I actually had to read this email several times before I got it - paranoia taking over - I thought I was being told my site was hacked. No no, just another interesting way to abuse people that people find when visiting my site. This time, this email comes from Alex who found that pre-fetching can be used to phish users in certain circumstances.

When I’m visiting http://ha.ckers.org/blog/20070608/cross-domain-basic-auth-phishing-tactics/

my Firefox showed up the HTTP-Auth dialog immediately, which I placed on my subdomain testing.bitsploit.de But why I asked myself.

I looked into your HTML source to find a hidden image or something like this, but I didn’t found anything but the link. I haven’t clicked on the link, so why does it pop up ? Than I figured out, that the FasterFox-Extension for Firefox prefetches that link and that’s why the HTTP-Auth dialog pops up.

So there’s another chance to trick FasterFox-users (in forums) without having to use HTML/BBcode for embedding images.

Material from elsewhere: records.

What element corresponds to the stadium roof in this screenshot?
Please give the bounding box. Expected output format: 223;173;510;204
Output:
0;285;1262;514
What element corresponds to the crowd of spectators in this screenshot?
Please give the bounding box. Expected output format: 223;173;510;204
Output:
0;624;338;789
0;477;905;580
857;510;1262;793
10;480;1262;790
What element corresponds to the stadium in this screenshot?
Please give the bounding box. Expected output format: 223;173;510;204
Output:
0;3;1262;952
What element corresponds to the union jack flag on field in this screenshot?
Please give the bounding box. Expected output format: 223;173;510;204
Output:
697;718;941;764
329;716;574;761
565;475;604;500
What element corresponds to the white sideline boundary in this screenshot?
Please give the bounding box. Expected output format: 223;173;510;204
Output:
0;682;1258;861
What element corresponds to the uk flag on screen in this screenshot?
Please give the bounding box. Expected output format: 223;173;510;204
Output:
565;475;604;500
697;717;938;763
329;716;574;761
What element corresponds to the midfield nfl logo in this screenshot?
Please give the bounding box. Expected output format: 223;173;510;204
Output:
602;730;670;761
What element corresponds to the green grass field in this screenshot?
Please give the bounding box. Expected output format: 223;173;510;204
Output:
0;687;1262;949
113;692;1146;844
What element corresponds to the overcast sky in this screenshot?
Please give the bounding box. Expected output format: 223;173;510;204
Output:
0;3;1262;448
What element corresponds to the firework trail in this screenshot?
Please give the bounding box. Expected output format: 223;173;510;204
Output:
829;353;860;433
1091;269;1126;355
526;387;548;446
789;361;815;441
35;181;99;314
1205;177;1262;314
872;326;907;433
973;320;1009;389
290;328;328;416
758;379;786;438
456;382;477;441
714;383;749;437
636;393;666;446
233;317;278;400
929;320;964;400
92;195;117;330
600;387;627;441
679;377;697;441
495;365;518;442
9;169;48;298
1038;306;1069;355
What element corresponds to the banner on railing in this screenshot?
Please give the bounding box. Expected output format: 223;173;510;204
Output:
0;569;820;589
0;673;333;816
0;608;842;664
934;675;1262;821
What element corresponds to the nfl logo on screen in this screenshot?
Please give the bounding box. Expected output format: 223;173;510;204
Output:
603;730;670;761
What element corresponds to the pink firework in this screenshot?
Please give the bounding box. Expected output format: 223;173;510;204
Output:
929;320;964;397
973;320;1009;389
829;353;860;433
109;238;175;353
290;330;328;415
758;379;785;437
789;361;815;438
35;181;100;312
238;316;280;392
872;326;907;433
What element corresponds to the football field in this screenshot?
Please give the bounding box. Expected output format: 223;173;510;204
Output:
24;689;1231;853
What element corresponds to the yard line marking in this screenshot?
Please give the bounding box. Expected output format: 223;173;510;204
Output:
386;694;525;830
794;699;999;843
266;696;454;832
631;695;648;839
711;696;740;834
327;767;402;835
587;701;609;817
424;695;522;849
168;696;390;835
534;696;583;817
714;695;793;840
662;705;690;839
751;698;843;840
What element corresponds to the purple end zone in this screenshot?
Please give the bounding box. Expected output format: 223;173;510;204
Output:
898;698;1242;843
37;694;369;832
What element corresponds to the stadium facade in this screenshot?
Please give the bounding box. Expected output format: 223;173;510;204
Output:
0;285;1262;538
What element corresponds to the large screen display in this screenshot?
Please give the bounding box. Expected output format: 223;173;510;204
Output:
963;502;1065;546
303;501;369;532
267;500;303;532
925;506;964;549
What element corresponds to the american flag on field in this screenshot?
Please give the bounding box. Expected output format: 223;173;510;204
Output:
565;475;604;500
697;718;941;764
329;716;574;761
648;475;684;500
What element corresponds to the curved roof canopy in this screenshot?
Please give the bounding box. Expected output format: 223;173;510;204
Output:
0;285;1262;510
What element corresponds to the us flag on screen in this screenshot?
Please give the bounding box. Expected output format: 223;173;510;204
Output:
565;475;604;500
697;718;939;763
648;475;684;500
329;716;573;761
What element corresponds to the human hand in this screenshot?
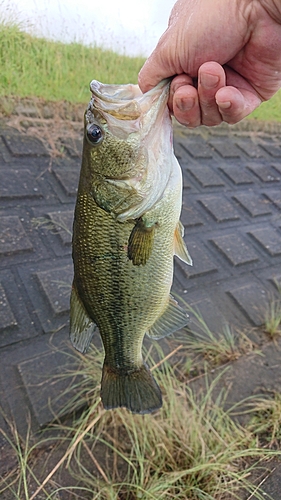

Alex is absolutely right. In fact, this is the exact reason I never used to use Opera. Sure you can turn it off, but pre-fetching has always been a dangerous thing to me. It can speed things up because it pre-fetches and caches the results, but if it pre-fetches and triggers something, like auto-deletion of your account, or automatically adds something to a shopping cart or anything else, you run into some pretty serious problems. Think CSRF. So yes, this apparently can also be used for phishing in FasterFox. I haven’t tested Opera yet. But either way, it’s a very cool example of why pre-fetching can be nasty.